Wenn man sich aber die Ausgaben der Reds in der vergangenen Saison ansieht, wird deutlich, dass auch in Liverpool Schweiß und Tränen alleine nicht ausreichen: 182,2 Millionen Euro investierte Jürgen Klopp damals in seinen Kader. Zudem spielen natürlich auch Faktoren wie die Form der Spieler oder die Fähigkeiten des Trainers eine große Rolle.
Dennoch ergibt der Vergleich mit den Ausgaben der aktuellen Saison durchaus Sinn. Denn Vereine geben nicht ohne Grund jedes Jahr hohe Summen für neue Spieler aus. Sie erhoffen sich dadurch einen stärkeren Kader und mit ihm eine steigende Wahrscheinlichkeit zum Erreichen der eigenen Ziele. Erreicht eine Mannschaft also trotz enormer Zahlungen nicht den angestrebten Tabellenplatz, kann man darüber diskutieren, ob es an den Spielern, am Trainer oder an der Transferpolitik allgemein gescheitert ist; fest steht, dass sich die hohen Kosten in dem Fall dann nicht oder nur bedingt gelohnt haben.

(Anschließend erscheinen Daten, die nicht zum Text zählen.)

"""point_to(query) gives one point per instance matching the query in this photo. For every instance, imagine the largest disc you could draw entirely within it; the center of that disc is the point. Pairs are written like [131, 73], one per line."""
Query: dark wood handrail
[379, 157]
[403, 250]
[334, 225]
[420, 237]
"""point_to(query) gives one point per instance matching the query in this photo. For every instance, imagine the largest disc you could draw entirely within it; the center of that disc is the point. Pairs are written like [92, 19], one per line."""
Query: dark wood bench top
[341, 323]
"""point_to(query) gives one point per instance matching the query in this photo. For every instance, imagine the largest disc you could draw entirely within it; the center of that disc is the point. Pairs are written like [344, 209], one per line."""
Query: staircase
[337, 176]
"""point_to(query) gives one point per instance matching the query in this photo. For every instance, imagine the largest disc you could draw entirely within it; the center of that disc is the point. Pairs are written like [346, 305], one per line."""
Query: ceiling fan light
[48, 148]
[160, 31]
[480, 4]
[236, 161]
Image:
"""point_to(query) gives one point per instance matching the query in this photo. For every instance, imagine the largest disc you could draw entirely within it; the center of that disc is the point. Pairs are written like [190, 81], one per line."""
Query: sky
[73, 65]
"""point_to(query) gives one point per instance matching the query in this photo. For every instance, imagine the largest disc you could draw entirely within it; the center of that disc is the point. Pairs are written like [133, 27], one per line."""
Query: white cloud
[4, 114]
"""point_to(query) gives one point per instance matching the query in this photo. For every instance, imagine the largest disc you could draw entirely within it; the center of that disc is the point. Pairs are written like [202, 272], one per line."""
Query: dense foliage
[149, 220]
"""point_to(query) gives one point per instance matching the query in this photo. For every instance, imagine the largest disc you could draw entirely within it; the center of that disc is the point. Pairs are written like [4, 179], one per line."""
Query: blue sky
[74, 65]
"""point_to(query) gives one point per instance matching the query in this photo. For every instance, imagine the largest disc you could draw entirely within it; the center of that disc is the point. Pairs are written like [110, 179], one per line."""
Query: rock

Jetzt aber zu den eigentlichen Vergleichen.
Spanien – Geld gewinnt Titel
Die spanische Liga ist das Paradebeispiel dafür, wie sehr Geld Tore schießen und Titel gewinnen kann. Die ersten vier Teams der realen Endtabelle finden sich 1:1 so in der Geldtabelle wieder (siehe Grafik). Die Teams mit den höchsten Transferausgaben hatten in Spanien also auch den größten Erfolg. Dahinter wird es dann etwas unregelmäßiger, zwei Dinge stechen allerdings heraus.
Keinen einzigen Cent für neue Spieler hat Athletic Bilbao ausgegeben – und liegt damit auf dem klaren letzten Platz der Geldtabelle. Trotz fehlender Millionentransfers haben es die Basken auf den soliden 11. Platz geschafft: Ein gutes Ergebnis, auch wenn man sich in Bilbao nach einem starken Saisonstart durchaus Hoffnungen aufs europäische Geschäft gemacht hatte. Ebenso stark der FC Granada, der trotz geringen Ausgaben (Platz 17 in der Geldtabelle) eine großartige Saison spielte und auf dem siebten Rang landete.
Das gegenteilige Schicksal ereilte Espanyol Barcelona. Mit Aufwendungen i.H.v. 61,5 Millionen Euro (Platz 7 in der Geldtabelle) war man mit großen Ambitionen in die Saison gestartet, am Ende wurde es dann der 20. und letzte Platz und damit der Abstieg aus der ersten spanischen Liga. Mehr erhofft hatten sich mit Sicherheit auch Real Betis Sevilla (Platz 5 in der Geld-, nur Platz 15 in der Endtabelle) und der FC Valencia (Geldtabelle: Platz 6, Endtabelle: Platz 9).
Deutschland – der „Big City Club“ als große Enttäuschung
Anders verhält sich die Situation in der deutschen Bundesliga. Nach der jahrelangen Vorherrschaft des FC Bayern plante Borussia Dortmund im vergangenen Sommer einen Großangriff auf den Serienmeister und rief die Meisterschaft als Ziel aus. Dementsprechend aktiv war der BVB auch auf dem Transfermarkt – mit 148,5 Millionen Euro an Ausgaben liegt das Team von Trainer Lucien Favre auf Rang 1 der Geldtabelle, knapp, aber doch vor dem FC Bayern (143,5 Millionen Euro).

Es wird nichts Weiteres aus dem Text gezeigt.